Heading into the golden years is a time of excitement and apprehension for many men and women. Retiring sounds good to most people, but things like navigation health care can bring on some anxiety when they don’t quite understand Medicare.

There’s a lot of retirees turning 65 that believe that Medicare in completely free, but that’s not the truth. There are different parts of Medicare, and only Part A is typically free – though not for everyone.

Medicare Part A is a type of hospital health insurance for men and women over 65.  This part of Medicare covers hospitalization. 

People that paid into Medicare taxes usually don’t have to pay a premium each month for Medicare Part A.  You may have heard of this termed “premium-free Part A”. 

If you’re wondering if you will get Part A free, the following are conditions in which you will have to meet:

  • You get Social Security benefits already when you’re 65.
  • Either your spouse or you already have government employment that is Medicare-covered.
  • You are eligible to get Social Security.
  • You worked at least 40 quarters of work in which you paid Social Security taxes.
  • You’re eligible for Railroad Retirement benefits.
  • You’re married to someone who qualifies for free Part A Medicare.
  • You worked for the federal government after December 31, 1982.

If you’re not 65 yet, you may still get Medicare Part A free if you already receive Social Security or have End-Stage Renal Disease (ESRD).

As of 2019, Medicare Part A is free if you worked for 40 quarters or 10 years and paid into taxes. If you worked 7.5 – 10 years, your monthly premium will be $240. If you worked less than 7.5 years, your monthly premium is $437.
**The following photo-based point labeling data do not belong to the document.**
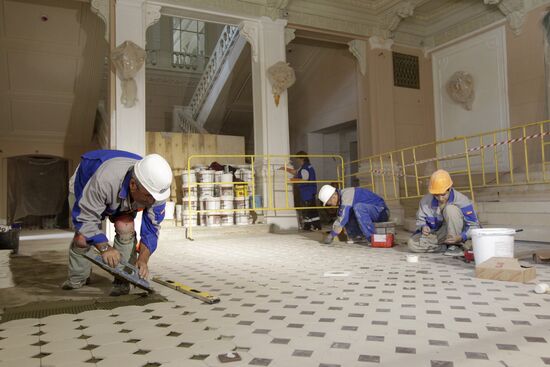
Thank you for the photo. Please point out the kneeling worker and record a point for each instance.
(444, 218)
(358, 210)
(116, 184)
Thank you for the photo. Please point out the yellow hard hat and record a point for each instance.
(440, 182)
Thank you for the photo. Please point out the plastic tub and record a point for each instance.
(492, 242)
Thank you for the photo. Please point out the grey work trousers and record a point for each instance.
(79, 267)
(453, 224)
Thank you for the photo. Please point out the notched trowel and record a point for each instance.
(132, 276)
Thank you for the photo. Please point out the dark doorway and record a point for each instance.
(37, 191)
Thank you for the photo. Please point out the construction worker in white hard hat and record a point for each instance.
(116, 184)
(444, 219)
(358, 210)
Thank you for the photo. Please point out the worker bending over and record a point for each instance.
(444, 218)
(116, 184)
(358, 210)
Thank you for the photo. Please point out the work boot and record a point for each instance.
(120, 288)
(454, 250)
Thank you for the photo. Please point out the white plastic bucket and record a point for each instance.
(169, 210)
(188, 178)
(492, 242)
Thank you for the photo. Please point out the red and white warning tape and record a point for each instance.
(398, 170)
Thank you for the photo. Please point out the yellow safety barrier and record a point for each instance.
(262, 177)
(504, 157)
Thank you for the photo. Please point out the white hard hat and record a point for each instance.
(155, 175)
(325, 193)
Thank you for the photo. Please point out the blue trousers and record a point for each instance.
(362, 219)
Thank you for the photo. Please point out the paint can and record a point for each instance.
(207, 189)
(241, 190)
(227, 180)
(206, 176)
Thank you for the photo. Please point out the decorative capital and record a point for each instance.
(400, 12)
(249, 30)
(376, 42)
(514, 10)
(101, 9)
(290, 34)
(358, 48)
(152, 14)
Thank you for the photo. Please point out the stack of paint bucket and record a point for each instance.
(227, 197)
(189, 188)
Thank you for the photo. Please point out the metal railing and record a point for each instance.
(263, 179)
(505, 157)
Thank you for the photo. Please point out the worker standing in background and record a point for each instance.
(116, 184)
(444, 218)
(358, 210)
(307, 191)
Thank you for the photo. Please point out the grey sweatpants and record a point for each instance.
(79, 267)
(453, 224)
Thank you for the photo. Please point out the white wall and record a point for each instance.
(484, 57)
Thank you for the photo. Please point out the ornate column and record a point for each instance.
(271, 131)
(133, 17)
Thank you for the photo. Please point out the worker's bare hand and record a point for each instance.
(111, 257)
(451, 240)
(426, 230)
(143, 268)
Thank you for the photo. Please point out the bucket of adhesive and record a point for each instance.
(169, 210)
(188, 178)
(492, 242)
(227, 181)
(207, 190)
(241, 190)
(226, 191)
(212, 204)
(227, 219)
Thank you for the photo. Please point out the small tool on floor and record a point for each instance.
(229, 357)
(203, 296)
(132, 276)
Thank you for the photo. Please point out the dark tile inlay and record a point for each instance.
(369, 358)
(476, 355)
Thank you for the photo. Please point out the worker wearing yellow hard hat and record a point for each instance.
(444, 218)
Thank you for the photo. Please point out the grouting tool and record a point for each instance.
(203, 296)
(132, 276)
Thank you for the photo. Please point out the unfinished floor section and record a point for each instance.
(287, 300)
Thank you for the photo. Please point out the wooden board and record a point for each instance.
(176, 148)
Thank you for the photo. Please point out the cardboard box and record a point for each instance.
(507, 269)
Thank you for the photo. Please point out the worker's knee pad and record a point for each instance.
(451, 211)
(124, 227)
(79, 244)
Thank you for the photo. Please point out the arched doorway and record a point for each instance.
(38, 191)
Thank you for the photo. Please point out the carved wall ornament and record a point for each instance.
(249, 31)
(461, 89)
(128, 59)
(281, 76)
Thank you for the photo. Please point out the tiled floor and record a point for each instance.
(288, 301)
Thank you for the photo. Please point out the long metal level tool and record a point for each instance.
(132, 276)
(203, 296)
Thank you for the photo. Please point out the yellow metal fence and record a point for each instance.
(263, 180)
(506, 157)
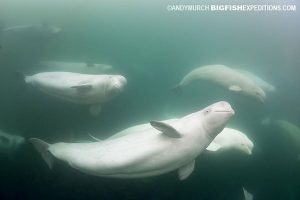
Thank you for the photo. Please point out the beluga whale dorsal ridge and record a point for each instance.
(165, 147)
(226, 77)
(92, 90)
Qualified Medicare Beneficiary Program (QMB)

For those who have a low income, you may want to check to see if you qualify for the Qualified Medicare Beneficiary program. If you do qualify, you may be eligible to receive Medicare Part A and Part B free.  

Start Saving For Health Costs Now

While Medicare Part A might not cost you money, Parts B, C, and D will. Be sure you’re socking some money away for your retirement and healthcare costs down the road. Whether that’s in a health savings account or your retirement account, it’s smart to think ahead and get your finances going in a direction that best suits you.